During dinner, Bascombe had the talk mostly to himself, and rattled well, occasionally rebuked by his aunt for some remark which might to a clergyman appear objectionable; nor as a partisan was she altogether satisfied with the curate that he did not seem inclined to take clerical exception. He ate his dinner, quietly responding to Bascombe's sallies—which had usually more of vivacity than keenness, more of good spirits than wit—with a curious flickering smile, or a single word of agreement. It might have seemed that he was humouring a younger man, but the truth was, the curate had not yet seen cause for opposing him.

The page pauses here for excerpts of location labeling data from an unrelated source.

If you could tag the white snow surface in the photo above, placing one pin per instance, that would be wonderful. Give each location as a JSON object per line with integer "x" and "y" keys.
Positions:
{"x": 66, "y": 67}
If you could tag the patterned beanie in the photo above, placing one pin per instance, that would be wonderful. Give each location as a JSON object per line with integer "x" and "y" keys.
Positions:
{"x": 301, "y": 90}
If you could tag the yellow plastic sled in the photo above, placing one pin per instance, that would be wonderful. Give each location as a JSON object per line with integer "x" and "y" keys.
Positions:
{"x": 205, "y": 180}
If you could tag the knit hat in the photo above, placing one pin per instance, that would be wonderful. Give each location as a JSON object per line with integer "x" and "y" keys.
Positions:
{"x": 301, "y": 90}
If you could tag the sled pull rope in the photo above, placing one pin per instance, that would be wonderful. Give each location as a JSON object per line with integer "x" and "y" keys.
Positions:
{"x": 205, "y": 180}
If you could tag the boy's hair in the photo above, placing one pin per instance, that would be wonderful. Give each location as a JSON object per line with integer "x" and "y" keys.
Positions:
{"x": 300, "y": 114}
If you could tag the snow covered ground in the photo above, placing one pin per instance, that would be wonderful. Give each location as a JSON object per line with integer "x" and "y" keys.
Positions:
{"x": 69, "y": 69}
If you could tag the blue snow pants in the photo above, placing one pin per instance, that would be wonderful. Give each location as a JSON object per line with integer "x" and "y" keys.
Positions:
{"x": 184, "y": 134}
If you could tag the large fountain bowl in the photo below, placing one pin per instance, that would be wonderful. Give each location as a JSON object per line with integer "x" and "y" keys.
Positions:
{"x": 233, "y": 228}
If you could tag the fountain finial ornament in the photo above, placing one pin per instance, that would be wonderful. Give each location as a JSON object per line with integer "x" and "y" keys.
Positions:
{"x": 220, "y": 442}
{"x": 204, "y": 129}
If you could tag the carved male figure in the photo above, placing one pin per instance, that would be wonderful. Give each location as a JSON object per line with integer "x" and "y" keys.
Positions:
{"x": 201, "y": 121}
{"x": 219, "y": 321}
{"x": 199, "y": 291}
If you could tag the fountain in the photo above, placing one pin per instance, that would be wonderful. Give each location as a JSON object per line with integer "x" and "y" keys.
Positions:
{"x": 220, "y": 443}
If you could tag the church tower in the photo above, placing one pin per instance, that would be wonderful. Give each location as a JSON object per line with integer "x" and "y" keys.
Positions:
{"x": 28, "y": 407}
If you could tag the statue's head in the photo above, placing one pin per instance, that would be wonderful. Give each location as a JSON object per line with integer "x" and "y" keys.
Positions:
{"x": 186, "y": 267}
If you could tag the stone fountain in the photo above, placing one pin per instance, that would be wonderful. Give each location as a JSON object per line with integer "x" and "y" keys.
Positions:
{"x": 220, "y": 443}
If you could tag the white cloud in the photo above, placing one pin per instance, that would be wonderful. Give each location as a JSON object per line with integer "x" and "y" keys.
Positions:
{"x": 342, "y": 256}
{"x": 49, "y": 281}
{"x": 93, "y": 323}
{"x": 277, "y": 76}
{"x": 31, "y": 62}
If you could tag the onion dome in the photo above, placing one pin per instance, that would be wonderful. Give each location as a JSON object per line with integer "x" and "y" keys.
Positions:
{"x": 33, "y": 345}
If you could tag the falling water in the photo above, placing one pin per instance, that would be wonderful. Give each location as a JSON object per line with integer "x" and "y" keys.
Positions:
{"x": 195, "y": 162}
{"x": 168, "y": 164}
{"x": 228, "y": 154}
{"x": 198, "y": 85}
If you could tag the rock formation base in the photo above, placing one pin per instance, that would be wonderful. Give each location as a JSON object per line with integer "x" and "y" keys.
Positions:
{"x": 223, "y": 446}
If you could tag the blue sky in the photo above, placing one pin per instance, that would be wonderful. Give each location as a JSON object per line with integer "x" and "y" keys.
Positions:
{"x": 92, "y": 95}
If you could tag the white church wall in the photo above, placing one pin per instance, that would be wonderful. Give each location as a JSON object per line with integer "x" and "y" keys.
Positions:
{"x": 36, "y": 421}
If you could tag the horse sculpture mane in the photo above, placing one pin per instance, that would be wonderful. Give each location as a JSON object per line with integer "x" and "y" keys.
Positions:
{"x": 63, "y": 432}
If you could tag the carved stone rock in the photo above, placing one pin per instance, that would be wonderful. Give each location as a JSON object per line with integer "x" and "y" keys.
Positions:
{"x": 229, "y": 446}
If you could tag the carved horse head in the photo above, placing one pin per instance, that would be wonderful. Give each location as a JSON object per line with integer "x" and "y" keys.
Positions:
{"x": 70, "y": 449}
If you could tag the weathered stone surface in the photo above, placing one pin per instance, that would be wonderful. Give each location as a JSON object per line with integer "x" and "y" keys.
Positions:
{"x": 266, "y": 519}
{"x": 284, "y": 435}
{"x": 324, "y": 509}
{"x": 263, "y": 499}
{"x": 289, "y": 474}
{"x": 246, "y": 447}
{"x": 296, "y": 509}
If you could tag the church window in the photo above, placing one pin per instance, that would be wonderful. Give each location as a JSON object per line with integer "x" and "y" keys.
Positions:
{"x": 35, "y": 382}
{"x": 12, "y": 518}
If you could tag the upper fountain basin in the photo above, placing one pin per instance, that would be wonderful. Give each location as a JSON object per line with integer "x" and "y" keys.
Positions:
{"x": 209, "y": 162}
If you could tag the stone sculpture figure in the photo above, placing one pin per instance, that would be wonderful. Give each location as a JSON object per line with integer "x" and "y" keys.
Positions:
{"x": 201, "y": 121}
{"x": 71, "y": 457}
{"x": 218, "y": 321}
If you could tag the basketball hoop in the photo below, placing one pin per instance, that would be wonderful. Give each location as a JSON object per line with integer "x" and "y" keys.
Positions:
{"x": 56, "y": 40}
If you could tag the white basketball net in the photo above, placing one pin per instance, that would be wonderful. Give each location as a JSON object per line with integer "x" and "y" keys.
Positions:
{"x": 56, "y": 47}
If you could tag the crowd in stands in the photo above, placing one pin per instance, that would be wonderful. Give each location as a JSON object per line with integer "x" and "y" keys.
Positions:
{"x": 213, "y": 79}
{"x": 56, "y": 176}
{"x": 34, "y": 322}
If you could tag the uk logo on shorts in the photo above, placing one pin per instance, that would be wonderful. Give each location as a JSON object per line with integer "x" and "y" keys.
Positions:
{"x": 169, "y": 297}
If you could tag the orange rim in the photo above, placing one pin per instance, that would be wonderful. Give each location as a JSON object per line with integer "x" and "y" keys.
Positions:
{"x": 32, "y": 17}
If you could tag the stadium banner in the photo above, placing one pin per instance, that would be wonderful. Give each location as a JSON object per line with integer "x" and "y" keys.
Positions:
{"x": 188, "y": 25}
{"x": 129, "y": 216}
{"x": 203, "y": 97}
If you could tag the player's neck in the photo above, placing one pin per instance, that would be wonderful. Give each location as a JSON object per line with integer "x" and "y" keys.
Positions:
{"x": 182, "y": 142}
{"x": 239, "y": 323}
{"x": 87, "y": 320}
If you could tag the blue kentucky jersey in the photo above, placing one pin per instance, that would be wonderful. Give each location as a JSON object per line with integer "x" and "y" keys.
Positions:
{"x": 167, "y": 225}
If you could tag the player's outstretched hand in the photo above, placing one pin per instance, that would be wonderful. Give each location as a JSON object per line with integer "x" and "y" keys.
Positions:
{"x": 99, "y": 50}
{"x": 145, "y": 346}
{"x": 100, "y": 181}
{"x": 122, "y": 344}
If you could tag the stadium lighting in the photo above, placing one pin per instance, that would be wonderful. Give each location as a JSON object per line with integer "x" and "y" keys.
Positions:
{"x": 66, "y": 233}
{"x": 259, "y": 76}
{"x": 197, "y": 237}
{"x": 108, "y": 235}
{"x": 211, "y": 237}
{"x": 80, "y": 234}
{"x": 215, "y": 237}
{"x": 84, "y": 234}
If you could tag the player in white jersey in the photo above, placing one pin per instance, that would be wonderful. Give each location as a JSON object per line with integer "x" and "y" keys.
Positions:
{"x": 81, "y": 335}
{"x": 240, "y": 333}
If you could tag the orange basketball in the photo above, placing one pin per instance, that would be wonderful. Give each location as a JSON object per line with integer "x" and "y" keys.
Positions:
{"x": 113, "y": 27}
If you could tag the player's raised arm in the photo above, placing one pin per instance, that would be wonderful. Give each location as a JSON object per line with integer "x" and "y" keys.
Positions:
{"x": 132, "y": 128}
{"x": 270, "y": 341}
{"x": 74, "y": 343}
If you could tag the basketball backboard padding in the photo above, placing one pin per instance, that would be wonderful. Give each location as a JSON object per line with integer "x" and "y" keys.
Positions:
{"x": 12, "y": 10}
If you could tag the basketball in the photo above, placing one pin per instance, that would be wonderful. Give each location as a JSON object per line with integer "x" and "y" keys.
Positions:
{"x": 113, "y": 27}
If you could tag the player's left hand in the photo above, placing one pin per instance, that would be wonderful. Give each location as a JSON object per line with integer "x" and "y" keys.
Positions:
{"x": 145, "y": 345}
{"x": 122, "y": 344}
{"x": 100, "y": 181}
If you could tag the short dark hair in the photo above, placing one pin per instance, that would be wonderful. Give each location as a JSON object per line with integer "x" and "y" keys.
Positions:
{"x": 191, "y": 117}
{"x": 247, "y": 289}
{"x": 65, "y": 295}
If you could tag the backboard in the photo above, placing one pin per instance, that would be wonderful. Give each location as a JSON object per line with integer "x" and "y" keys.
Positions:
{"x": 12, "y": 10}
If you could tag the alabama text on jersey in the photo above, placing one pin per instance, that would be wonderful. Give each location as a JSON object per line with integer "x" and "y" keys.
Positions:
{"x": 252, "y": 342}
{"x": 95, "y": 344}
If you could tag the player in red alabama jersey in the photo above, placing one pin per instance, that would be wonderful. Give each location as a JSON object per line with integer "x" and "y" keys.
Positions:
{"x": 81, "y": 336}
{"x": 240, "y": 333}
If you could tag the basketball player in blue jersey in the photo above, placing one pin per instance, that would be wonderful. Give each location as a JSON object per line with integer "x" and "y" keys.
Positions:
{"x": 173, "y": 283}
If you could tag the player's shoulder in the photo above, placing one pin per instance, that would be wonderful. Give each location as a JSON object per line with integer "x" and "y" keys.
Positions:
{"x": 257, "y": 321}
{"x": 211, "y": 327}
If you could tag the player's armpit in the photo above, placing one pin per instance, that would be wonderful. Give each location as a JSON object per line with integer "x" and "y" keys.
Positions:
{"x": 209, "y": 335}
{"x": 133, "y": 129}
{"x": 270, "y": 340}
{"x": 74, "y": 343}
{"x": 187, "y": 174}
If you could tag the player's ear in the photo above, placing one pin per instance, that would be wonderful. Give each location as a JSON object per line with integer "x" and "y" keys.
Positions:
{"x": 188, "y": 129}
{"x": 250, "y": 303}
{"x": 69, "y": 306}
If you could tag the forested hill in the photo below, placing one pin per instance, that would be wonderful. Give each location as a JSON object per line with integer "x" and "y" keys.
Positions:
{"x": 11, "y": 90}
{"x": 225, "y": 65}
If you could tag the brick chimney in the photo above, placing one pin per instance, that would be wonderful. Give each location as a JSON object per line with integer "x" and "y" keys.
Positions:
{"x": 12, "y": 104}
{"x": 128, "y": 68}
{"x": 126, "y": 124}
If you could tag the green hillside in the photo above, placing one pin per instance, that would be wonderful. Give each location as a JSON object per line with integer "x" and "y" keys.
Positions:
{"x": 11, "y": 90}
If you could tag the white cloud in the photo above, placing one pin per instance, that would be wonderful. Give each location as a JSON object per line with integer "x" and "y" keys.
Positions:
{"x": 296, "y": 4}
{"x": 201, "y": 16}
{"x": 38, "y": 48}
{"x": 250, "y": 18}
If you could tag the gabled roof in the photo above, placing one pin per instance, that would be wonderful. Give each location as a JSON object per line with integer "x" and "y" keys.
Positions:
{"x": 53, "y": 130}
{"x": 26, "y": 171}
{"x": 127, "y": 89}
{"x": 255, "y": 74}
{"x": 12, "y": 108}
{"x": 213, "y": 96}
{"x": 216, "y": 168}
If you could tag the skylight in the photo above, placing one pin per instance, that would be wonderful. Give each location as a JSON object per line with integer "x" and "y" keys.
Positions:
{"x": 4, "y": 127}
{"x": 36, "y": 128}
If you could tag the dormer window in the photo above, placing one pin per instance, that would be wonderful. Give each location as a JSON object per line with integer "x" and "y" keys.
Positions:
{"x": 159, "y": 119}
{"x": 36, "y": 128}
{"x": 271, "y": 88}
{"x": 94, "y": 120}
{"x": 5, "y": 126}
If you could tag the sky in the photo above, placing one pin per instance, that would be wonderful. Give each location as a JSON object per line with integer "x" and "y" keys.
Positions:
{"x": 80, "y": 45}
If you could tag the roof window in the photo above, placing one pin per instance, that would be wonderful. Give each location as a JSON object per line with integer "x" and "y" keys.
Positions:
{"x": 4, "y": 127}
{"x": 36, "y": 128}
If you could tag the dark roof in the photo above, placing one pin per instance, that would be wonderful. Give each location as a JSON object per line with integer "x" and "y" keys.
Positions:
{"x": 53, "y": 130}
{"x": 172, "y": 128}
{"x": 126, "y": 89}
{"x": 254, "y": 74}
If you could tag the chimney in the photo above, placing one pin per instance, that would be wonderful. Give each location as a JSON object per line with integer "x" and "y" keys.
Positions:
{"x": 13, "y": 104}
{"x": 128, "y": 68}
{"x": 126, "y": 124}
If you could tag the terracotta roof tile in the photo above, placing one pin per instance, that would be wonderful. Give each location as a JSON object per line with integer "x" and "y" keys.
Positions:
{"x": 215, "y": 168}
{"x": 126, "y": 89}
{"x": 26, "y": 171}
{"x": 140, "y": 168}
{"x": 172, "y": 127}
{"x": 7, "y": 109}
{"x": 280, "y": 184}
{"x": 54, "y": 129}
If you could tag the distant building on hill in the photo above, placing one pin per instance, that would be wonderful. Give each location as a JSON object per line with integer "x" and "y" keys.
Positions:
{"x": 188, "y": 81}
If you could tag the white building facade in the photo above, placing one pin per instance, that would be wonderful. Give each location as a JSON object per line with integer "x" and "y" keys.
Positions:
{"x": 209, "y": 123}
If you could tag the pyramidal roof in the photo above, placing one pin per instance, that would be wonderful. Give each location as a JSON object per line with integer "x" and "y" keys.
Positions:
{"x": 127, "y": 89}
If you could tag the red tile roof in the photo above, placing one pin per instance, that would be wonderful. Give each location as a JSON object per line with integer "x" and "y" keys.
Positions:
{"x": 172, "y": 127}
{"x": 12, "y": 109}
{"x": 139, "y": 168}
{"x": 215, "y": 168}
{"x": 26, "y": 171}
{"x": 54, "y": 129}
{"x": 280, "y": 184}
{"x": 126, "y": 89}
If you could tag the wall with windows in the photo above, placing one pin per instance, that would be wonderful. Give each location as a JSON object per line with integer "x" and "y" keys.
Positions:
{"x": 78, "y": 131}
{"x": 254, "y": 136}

How any friend could have come to send Helen poetry I cannot imagine, but that very morning she had received by post a small volume of verse, which, although just out, and by an unknown author, had already been talked of in what are called literary circles. Wingfold had read some extracts from the book that same morning, and was therefore not quite unprepared when Helen asked him if he had seen it. He suggested that the poems, if the few lines he had seen made a fair sample, were rather of the wailful order.

"If there is one thing I despise more than another," said Bascombe, "it is to hear a man, a fellow with legs and arms, pour out his griefs into the bosom of that most discreet of confidantes, Society, bewailing his hard fate, and calling upon youths and maidens to fill their watering-pots with tears, and with him water the sorrowful pansies and undying rue of the race. I believe I am quoting."

"I think you must be, George," said Helen. "I never knew you venture so near the edge of poetry before."

"Ah, that is all you know of me, Miss Lingard!" returned Bascombe. "—And then," he resumed, turning again to Wingfold, "what is it they complain of? That some girls preferred a better man perhaps, or that a penny paper once told the truth of their poetry."

"Or it may be only that it is their humour to be sad," said Wingfold. "But don't you think," he continued, "it is hardly worth while to be indignant with them? Their verses are a relief to them, and do nobody any harm."

"They do all the boys and girls harm that read them, and themselves who write them more harm than anybody, confirming them in tearful habits, and teaching eyes unused to weep. I quote again, I believe, but from whom I am innocent. If I ever had a grief, I should have along with it the decency to keep it to myself."